Bat, Le Rat et Pompona sont allés voir Franck Ferrand au Théâtre Antoine. Le Rat vous raconte.

Franck Ferrand au Théâtre Antoine

Quand Pompona fait sa Précieuse Ridicule, je tiens la plume ! Pour résumer la soirée, je dirais que l’homme est habile, le spectacle efficace et notre plaisir certain.

Franck Ferrand n’est pas un débutant. En Histoire, il s’y connaît. Titulaire d’un DEA, chroniqueur de l’émission « au cœur de l’histoire », il sait de quoi il parle. « Ma vision de l’histoire », c’est de raconter « la grande et la petite histoire », de montrer que l’histoire n’est jamais écrite une fois pour toute, mais qu’elle évolue au rythme des connaissances des historiens.
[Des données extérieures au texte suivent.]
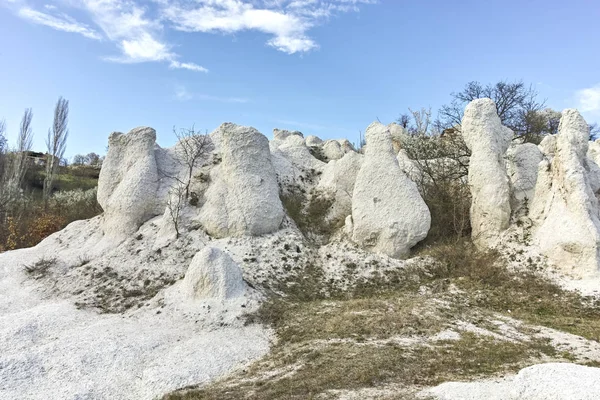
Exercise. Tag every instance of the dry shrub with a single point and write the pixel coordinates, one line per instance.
(443, 161)
(31, 222)
(310, 212)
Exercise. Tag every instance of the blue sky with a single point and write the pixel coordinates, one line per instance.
(327, 68)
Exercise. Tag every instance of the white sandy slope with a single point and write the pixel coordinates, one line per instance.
(49, 349)
(552, 381)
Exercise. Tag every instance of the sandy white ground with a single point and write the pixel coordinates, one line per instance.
(50, 349)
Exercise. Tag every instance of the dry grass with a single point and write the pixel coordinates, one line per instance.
(380, 336)
(526, 295)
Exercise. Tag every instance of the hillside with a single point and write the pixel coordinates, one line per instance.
(234, 267)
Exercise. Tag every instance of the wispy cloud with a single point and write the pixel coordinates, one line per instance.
(190, 66)
(296, 124)
(182, 94)
(137, 28)
(63, 23)
(287, 22)
(588, 99)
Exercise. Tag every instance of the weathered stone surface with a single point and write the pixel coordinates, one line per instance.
(408, 166)
(128, 182)
(213, 274)
(338, 179)
(552, 381)
(488, 141)
(388, 213)
(565, 207)
(333, 150)
(243, 196)
(312, 140)
(522, 167)
(399, 135)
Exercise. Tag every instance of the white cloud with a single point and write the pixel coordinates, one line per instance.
(191, 66)
(288, 22)
(64, 24)
(182, 94)
(589, 99)
(137, 28)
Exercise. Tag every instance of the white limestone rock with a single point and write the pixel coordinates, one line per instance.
(213, 274)
(293, 161)
(243, 196)
(388, 213)
(565, 208)
(312, 140)
(594, 151)
(338, 179)
(552, 381)
(409, 167)
(488, 141)
(282, 134)
(399, 135)
(333, 150)
(522, 167)
(346, 146)
(128, 182)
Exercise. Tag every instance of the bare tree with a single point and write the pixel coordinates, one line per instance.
(2, 149)
(19, 158)
(404, 120)
(56, 144)
(594, 131)
(79, 159)
(175, 204)
(517, 105)
(422, 121)
(193, 147)
(92, 159)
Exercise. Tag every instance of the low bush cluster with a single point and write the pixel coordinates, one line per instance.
(31, 221)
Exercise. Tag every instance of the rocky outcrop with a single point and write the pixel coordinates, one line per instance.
(338, 179)
(552, 381)
(488, 141)
(399, 136)
(213, 274)
(128, 182)
(408, 166)
(522, 167)
(243, 196)
(388, 214)
(332, 150)
(312, 140)
(293, 161)
(565, 208)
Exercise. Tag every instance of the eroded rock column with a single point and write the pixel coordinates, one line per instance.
(388, 213)
(243, 196)
(128, 182)
(565, 207)
(488, 141)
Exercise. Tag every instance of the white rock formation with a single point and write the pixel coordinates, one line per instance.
(388, 213)
(128, 182)
(488, 141)
(408, 166)
(565, 208)
(399, 135)
(338, 179)
(312, 140)
(243, 196)
(552, 381)
(213, 274)
(522, 167)
(333, 150)
(293, 161)
(594, 151)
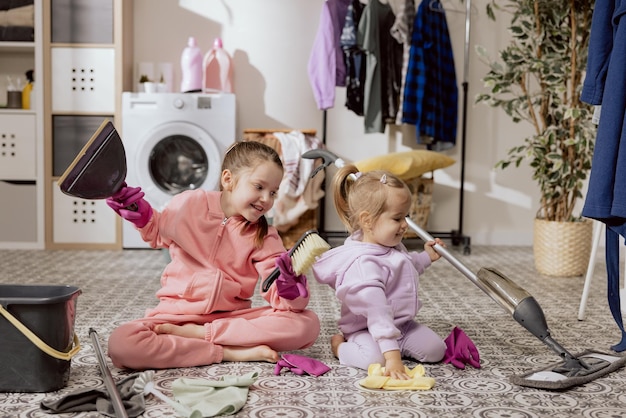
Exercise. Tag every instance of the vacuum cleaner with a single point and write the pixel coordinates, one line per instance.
(571, 370)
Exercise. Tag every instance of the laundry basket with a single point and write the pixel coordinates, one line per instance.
(309, 219)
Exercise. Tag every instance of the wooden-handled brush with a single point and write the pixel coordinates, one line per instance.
(302, 255)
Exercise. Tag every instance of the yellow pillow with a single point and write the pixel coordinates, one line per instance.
(406, 165)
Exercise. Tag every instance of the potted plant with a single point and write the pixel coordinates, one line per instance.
(538, 80)
(148, 85)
Taquin le Ferrand ? Faire tirer les sujets développés à des spectateurs permet à Franck Ferrand de citer les autres sujets qui auraient pu être traités, mais qui ne le seront pas. Troie, Mayerling, Marco Polo, Jeanne d’Arc se trouvent ainsi écartés au profit d’Alexandre Ier le grand, petit-fils de la grande Catherine, mort le 19 novembre 1825. Où l’on apprend qu’Alexandre Ier ne serait peut-être mort à cette date …

En guise d’interlude, Ferrand nous raconte qu’enfant, il jouait avec sa cousine Denise à Louis XIV et à Marie-Thérèse entourés de la cour. Quand d’autres se sont vu présidents de la République, pourquoi pas ? Et de rappeler aux spectateurs Colombo et ses enquêtes. Comme dirait ma femme …

Comment les choses se sont-elles passées ? Evidemment on n’y était pas ! Seconde histoire : le sujet sanguinolent. Nouvelle main du public pour tirer le nouveau sujet. Nous avons raté Henri IV, Jack l’éventreur, Zola, Voltaire. Pour nous, « Saint-Leu ». Alors là, silence dans la salle. Saint-Leu ? Kesako ? C’est l’énigme de la mort du dernier prince de Condé le 27 août 1830. Je ne vous en dis pas plus, mais l’histoire mérite d’être contée et Ferrand le fait fort bien.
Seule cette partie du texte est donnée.